Getting Out of Your Comfort Zone

So, how do you get advocacy organizations to go outside their comfort zone and try new digital strategies? Abdool advises that any campaign gets buy-in on goal alignment from three audiences: “the board room, the showroom, and the war room.” 

“For the board room, you need to ask, ‘What do the business leaders care about?’ ‘What’s going to move their bottom line at the end of the day?’ With the showroom, you’re talking about your audience – ‘Where are they located?’ ‘What do they care about?’ ‘What are they talking about?’ The war room is the marketing team – we need to make sure we don’t lose sight of what’s going to be most effective with our audience, giving them something that they care about and in a way that they can digest,” she said. “Once you start to set your goals against each of these sections, you start to have a strong narrative for supporting the outcome.”
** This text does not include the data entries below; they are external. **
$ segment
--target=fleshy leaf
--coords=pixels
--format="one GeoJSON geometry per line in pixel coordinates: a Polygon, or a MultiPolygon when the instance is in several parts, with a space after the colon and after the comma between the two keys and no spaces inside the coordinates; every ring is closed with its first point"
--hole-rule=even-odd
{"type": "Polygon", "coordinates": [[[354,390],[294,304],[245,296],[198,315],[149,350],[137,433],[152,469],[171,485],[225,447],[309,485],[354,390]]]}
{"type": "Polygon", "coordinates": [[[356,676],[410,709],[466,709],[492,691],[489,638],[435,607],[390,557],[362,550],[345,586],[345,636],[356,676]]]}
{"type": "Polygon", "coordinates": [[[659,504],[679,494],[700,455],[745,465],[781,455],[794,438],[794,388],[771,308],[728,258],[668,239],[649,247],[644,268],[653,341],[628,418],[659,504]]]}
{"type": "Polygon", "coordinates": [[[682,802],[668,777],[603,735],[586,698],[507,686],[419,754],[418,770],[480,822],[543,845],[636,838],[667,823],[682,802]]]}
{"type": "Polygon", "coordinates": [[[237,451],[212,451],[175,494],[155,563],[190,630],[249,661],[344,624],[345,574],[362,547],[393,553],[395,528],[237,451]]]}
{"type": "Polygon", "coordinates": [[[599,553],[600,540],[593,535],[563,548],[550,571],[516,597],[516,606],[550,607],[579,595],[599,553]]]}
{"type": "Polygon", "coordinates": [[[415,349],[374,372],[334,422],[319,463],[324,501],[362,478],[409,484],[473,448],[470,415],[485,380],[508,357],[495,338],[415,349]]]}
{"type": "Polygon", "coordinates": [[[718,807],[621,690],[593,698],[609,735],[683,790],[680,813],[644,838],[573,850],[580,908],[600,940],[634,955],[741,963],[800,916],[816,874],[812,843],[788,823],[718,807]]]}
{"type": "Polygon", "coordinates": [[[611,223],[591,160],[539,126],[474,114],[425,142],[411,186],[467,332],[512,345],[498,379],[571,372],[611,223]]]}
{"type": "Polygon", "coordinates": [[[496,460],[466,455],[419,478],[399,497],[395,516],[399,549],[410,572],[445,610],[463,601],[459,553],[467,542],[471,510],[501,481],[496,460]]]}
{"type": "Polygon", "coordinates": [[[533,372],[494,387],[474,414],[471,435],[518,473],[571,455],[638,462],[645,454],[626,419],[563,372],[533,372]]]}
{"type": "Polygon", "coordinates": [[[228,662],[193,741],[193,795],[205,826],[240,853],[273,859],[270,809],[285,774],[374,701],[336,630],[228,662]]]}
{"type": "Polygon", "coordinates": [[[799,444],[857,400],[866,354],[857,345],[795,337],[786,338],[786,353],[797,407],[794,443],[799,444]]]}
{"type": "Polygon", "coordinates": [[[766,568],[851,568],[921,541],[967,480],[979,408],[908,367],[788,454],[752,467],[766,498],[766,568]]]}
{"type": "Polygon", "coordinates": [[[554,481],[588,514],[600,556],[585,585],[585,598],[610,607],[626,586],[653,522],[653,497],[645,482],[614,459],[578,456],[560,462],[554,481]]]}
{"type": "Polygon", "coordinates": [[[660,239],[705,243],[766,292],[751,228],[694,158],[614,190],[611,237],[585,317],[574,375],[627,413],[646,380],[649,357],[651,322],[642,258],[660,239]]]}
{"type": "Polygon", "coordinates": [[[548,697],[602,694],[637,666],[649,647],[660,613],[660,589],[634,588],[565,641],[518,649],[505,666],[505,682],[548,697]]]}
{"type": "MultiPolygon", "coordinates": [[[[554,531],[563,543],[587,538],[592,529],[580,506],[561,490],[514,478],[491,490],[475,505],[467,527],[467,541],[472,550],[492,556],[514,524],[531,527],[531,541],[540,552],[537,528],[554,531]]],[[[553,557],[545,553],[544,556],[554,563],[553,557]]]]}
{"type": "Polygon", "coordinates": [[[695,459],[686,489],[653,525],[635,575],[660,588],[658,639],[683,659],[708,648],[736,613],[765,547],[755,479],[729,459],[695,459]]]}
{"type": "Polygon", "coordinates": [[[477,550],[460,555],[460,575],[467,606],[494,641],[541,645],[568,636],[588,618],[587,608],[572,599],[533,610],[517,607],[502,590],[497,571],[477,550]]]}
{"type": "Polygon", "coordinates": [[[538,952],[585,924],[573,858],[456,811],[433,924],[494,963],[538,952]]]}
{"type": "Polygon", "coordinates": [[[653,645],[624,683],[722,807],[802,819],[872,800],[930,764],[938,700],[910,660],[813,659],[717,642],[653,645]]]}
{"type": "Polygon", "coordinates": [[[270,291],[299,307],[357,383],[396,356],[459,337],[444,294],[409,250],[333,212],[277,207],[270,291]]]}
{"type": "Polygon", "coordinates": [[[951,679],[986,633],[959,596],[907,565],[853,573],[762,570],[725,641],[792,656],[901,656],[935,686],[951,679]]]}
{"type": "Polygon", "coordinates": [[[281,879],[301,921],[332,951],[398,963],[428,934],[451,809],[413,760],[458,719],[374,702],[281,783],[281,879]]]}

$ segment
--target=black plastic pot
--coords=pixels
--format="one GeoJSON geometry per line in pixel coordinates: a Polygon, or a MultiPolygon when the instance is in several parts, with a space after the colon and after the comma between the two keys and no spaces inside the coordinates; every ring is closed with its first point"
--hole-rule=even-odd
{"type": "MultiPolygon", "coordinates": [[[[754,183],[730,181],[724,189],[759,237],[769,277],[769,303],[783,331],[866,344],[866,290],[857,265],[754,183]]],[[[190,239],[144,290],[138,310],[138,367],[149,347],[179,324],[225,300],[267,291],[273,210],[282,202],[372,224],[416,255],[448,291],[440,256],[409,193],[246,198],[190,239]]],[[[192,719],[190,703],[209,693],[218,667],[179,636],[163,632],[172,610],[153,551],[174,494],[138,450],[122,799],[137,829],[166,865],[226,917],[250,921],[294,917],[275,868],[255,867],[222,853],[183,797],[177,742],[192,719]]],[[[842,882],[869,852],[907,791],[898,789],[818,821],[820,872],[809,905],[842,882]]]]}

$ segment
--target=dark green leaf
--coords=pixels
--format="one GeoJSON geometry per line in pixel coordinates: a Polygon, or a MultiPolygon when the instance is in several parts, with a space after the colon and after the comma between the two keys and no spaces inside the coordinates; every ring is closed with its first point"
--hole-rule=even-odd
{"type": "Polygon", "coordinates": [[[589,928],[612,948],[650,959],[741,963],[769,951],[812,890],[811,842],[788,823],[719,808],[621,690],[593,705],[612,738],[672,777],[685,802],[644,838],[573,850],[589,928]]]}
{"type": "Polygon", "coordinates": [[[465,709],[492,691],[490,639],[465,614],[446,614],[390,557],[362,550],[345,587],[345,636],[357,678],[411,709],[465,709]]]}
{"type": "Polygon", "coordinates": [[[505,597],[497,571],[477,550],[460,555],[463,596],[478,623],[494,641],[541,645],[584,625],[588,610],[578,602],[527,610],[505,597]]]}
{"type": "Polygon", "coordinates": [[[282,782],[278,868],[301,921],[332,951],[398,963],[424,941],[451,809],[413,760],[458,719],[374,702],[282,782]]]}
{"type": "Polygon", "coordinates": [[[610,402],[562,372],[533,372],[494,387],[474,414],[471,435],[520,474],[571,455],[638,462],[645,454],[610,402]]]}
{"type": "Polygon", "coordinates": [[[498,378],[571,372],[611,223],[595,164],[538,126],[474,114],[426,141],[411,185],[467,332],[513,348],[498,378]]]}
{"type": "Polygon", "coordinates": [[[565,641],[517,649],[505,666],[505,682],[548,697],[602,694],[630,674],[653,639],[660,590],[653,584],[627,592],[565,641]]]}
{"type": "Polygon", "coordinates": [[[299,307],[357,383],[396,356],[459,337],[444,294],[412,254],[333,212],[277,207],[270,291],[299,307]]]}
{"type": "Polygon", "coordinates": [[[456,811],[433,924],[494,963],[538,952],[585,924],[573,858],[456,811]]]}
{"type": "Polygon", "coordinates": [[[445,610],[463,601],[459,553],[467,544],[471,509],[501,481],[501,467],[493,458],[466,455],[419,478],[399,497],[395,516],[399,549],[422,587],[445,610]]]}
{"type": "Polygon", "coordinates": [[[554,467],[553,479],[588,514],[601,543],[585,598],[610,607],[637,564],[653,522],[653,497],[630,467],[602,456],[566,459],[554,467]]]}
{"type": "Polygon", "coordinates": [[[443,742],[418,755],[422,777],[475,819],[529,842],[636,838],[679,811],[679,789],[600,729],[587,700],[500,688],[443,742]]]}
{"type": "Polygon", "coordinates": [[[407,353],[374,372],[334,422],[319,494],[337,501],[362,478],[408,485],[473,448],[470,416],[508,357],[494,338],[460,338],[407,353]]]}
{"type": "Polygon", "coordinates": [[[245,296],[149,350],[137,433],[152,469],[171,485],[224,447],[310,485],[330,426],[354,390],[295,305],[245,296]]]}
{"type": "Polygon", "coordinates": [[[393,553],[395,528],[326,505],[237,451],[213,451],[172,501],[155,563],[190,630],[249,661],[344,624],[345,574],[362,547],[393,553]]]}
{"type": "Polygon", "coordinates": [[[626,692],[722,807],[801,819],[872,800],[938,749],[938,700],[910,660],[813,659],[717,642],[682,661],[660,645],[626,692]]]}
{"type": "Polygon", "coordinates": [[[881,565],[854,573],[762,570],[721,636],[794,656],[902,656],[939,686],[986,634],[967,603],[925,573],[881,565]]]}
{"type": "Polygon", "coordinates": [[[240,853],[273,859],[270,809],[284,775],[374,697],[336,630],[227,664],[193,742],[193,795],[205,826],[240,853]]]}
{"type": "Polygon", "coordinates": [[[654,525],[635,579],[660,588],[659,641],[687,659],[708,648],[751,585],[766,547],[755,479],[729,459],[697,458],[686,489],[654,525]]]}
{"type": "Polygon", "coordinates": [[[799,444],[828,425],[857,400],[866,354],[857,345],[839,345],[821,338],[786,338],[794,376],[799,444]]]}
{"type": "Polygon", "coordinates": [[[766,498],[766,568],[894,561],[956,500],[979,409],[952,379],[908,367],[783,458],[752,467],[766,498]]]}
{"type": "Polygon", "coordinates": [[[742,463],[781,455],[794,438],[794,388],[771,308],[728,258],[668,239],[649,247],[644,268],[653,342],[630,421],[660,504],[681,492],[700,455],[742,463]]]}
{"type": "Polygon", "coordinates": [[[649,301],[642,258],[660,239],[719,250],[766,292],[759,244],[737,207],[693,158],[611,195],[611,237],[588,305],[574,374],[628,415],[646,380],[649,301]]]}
Deploying Micro-Campaigns to See What Works

Abdool also advises trying out a new digital campaign by doing micro-campaigns throughout the year when you aren’t activating your base in a crisis. This approach gives you time to test different types of creative assets. 

“Doing micro-campaigns let you see what works for your base and what doesn’t,” she explains, “so when you have that moment where you have to activate them, you know exactly what’s going to work. It’s also a good way to get buy-in because you can do it on a smaller scale,” concludes Abdool.